Answer
$\nabla \varphi = \frac{{{{\bf{e}}_r}}}{r}$
Work Step by Step
We have $\varphi = \ln r$, where $r = \sqrt {{x^2} + {y^2}} $.
The gradient of $\varphi $ is $\nabla \varphi = \left( {\frac{{\partial \varphi }}{{\partial x}},\frac{{\partial \varphi }}{{\partial y}}} \right)$.

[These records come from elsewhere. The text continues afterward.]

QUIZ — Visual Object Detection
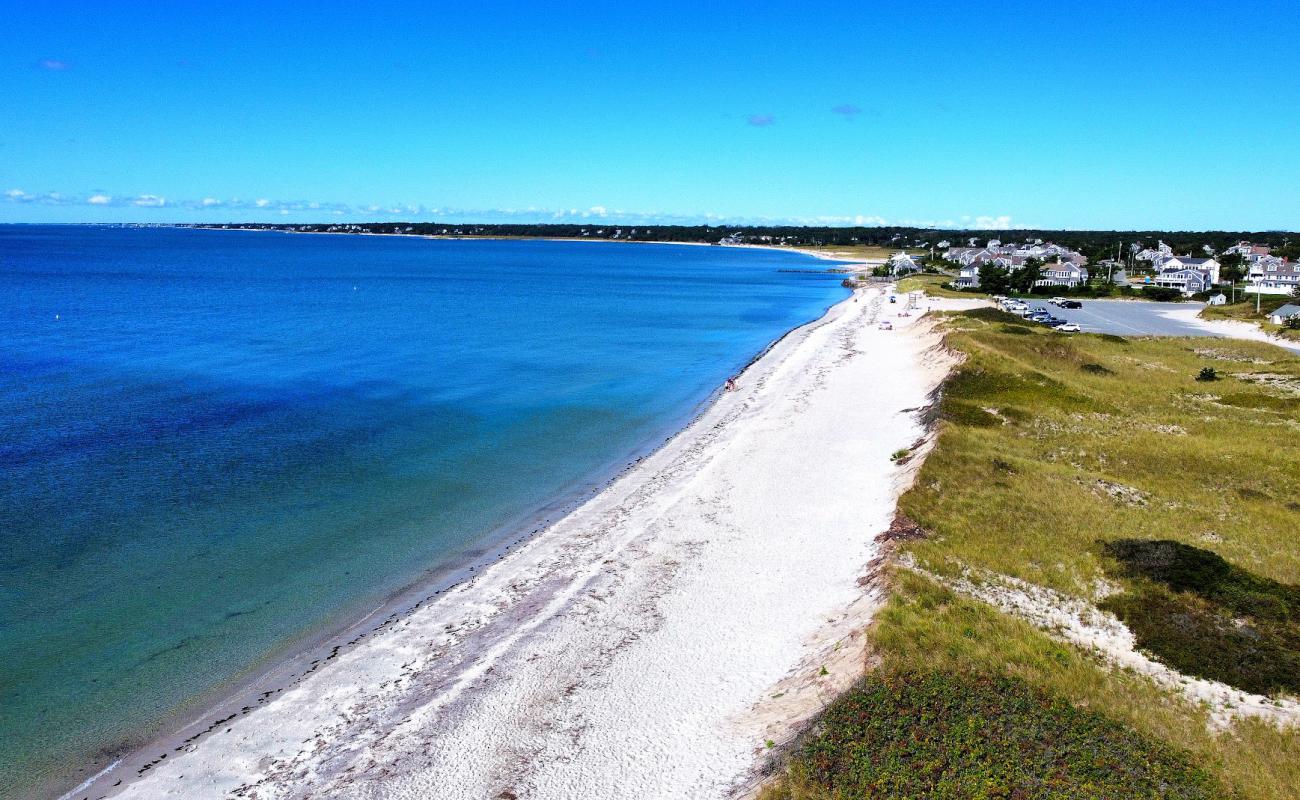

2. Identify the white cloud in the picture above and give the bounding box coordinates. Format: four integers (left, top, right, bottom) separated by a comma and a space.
972, 215, 1011, 230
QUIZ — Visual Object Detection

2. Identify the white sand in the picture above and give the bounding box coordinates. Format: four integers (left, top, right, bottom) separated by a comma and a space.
91, 290, 978, 800
902, 558, 1300, 731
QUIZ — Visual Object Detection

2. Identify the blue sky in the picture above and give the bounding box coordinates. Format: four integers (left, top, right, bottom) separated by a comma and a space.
0, 0, 1300, 229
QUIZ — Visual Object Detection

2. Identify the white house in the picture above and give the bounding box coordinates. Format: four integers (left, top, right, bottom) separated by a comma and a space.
1247, 256, 1300, 294
889, 252, 920, 276
1153, 269, 1214, 297
1034, 261, 1088, 289
1269, 303, 1300, 325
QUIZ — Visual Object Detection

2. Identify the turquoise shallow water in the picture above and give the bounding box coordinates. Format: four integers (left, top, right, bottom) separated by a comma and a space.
0, 226, 846, 796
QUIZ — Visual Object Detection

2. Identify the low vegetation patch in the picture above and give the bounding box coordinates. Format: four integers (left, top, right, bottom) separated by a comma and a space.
1102, 538, 1300, 695
766, 667, 1222, 800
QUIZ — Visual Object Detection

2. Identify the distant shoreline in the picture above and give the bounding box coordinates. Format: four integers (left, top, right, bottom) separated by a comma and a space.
51, 229, 863, 800
173, 225, 868, 265
91, 290, 977, 800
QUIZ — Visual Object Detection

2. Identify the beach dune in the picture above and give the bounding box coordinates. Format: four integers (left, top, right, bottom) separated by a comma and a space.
106, 290, 972, 800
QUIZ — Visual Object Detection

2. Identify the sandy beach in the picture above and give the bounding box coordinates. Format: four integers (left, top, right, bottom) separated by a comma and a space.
1165, 307, 1300, 353
75, 289, 978, 799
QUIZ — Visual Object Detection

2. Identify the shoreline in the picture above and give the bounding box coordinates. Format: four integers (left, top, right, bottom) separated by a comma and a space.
53, 274, 853, 800
78, 290, 977, 797
174, 225, 871, 267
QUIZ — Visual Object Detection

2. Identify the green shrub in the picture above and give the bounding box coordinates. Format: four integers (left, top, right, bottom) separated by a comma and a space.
766, 667, 1225, 800
1102, 539, 1300, 695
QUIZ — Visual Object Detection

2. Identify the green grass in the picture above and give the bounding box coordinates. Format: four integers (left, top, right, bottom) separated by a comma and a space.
770, 310, 1300, 800
1102, 538, 1300, 695
770, 667, 1223, 800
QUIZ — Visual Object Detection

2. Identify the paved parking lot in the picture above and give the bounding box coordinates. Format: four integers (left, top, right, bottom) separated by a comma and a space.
1003, 299, 1218, 336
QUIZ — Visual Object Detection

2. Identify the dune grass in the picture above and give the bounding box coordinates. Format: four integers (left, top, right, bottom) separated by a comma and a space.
898, 272, 988, 299
767, 310, 1300, 800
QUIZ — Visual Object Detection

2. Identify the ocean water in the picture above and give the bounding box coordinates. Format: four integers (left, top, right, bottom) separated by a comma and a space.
0, 226, 846, 796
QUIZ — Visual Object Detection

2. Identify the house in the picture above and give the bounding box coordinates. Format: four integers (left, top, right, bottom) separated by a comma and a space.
1245, 256, 1300, 294
1269, 303, 1300, 325
1152, 269, 1214, 297
889, 252, 920, 276
953, 264, 980, 289
1034, 261, 1088, 289
1223, 242, 1270, 259
1152, 255, 1219, 284
1135, 242, 1174, 264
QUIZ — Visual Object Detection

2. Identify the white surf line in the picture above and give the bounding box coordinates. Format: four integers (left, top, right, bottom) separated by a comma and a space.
109, 290, 982, 800
59, 758, 122, 800
898, 554, 1300, 730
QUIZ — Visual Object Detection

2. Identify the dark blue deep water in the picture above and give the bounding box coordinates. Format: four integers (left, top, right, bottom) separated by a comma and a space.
0, 226, 846, 796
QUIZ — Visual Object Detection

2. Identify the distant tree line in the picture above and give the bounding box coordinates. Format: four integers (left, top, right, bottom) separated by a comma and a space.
185, 221, 1300, 254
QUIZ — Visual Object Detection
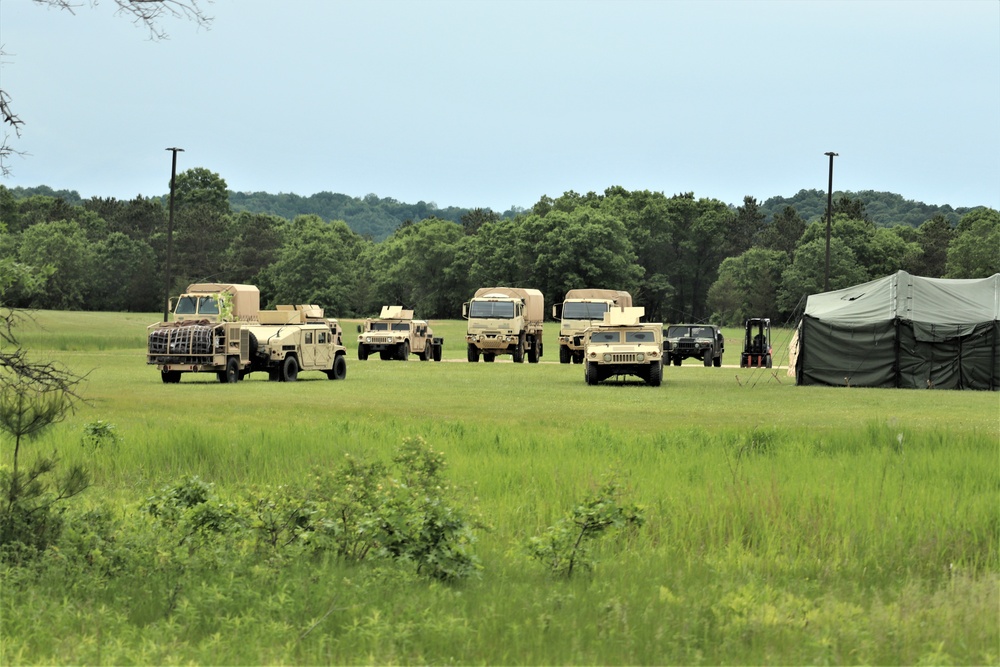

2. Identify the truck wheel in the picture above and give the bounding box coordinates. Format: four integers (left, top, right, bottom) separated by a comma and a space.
160, 371, 181, 384
326, 354, 347, 380
219, 357, 240, 384
281, 355, 299, 382
646, 361, 663, 387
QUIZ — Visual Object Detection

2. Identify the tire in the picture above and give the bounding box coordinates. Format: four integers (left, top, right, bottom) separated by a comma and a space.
326, 354, 347, 380
160, 371, 181, 384
280, 355, 299, 382
511, 341, 524, 364
218, 357, 240, 384
646, 361, 663, 387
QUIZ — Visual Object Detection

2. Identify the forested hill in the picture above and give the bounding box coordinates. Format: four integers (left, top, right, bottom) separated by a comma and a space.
3, 185, 972, 241
760, 190, 972, 227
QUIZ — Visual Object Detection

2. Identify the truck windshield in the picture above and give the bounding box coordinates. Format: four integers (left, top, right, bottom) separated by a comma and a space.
174, 295, 219, 315
625, 331, 656, 343
590, 331, 622, 343
563, 301, 608, 320
469, 301, 514, 320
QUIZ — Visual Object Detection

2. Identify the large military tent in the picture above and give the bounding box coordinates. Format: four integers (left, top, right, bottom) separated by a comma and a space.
795, 271, 1000, 391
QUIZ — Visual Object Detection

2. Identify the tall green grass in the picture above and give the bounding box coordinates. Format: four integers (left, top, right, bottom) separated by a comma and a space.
0, 314, 1000, 664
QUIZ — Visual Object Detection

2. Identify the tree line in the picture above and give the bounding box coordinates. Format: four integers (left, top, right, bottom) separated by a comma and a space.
0, 168, 1000, 325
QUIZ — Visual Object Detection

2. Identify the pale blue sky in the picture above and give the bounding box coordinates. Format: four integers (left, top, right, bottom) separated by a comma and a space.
0, 0, 1000, 211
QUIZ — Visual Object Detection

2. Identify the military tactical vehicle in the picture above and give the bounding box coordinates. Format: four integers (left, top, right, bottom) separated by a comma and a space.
358, 306, 444, 361
462, 287, 545, 364
663, 324, 726, 368
584, 307, 663, 387
552, 289, 632, 364
146, 283, 347, 384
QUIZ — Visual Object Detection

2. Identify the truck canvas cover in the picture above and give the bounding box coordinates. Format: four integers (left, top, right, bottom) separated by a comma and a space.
795, 271, 1000, 391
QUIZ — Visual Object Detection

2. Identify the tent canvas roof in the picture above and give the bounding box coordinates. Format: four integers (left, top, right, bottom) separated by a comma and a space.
805, 271, 1000, 324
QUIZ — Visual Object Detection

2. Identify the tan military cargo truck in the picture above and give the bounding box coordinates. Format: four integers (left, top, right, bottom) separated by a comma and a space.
358, 306, 444, 361
146, 283, 347, 384
584, 307, 663, 387
462, 287, 545, 364
552, 289, 632, 364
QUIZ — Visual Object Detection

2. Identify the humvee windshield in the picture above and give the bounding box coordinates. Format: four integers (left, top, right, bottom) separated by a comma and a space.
563, 302, 608, 320
590, 331, 622, 343
174, 296, 219, 315
469, 301, 514, 320
625, 331, 656, 343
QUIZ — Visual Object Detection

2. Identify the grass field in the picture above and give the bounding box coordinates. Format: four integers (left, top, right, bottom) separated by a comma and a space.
0, 312, 1000, 664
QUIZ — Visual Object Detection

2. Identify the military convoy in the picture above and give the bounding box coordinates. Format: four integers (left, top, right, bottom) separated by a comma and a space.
552, 289, 632, 364
146, 283, 347, 384
584, 307, 663, 387
663, 324, 726, 368
462, 287, 545, 364
358, 306, 444, 361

Evaluate $\frac{{\partial \varphi }}{{\partial x}}$
$\frac{{\partial \varphi }}{{\partial x}} = \frac{1}{r}\frac{{\partial r}}{{\partial x}} = \frac{1}{{\sqrt {{x^2} + {y^2}} }}\frac{\partial }{{\partial x}}\sqrt {{x^2} + {y^2}} = \frac{1}{{\sqrt {{x^2} + {y^2}} }}\left( {\frac{x}{{\sqrt {{x^2} + {y^2}} }}} \right)$
$\frac{{\partial \varphi }}{{\partial x}} = \frac{x}{{{r^2}}}$
Evaluate $\frac{{\partial \varphi }}{{\partial y}}$
$\frac{{\partial \varphi }}{{\partial y}} = \frac{1}{r}\frac{{\partial r}}{{\partial y}} = \frac{1}{{\sqrt {{x^2} + {y^2}} }}\frac{\partial }{{\partial y}}\sqrt {{x^2} + {y^2}} = \frac{1}{{\sqrt {{x^2} + {y^2}} }}\left( {\frac{y}{{\sqrt {{x^2} + {y^2}} }}} \right)$
$\frac{{\partial \varphi }}{{\partial y}} = \frac{y}{{{r^2}}}$
Therefore, $\nabla \varphi = \left( {\frac{{\partial \varphi }}{{\partial x}},\frac{{\partial \varphi }}{{\partial y}}} \right) = \frac{1}{r}\left( {\frac{x}{r},\frac{y}{r}} \right)$.
Since ${{\bf{e}}_r} = \left( {\frac{x}{r},\frac{y}{r}} \right)$, so $\nabla \varphi = \frac{{{{\bf{e}}_r}}}{r}$.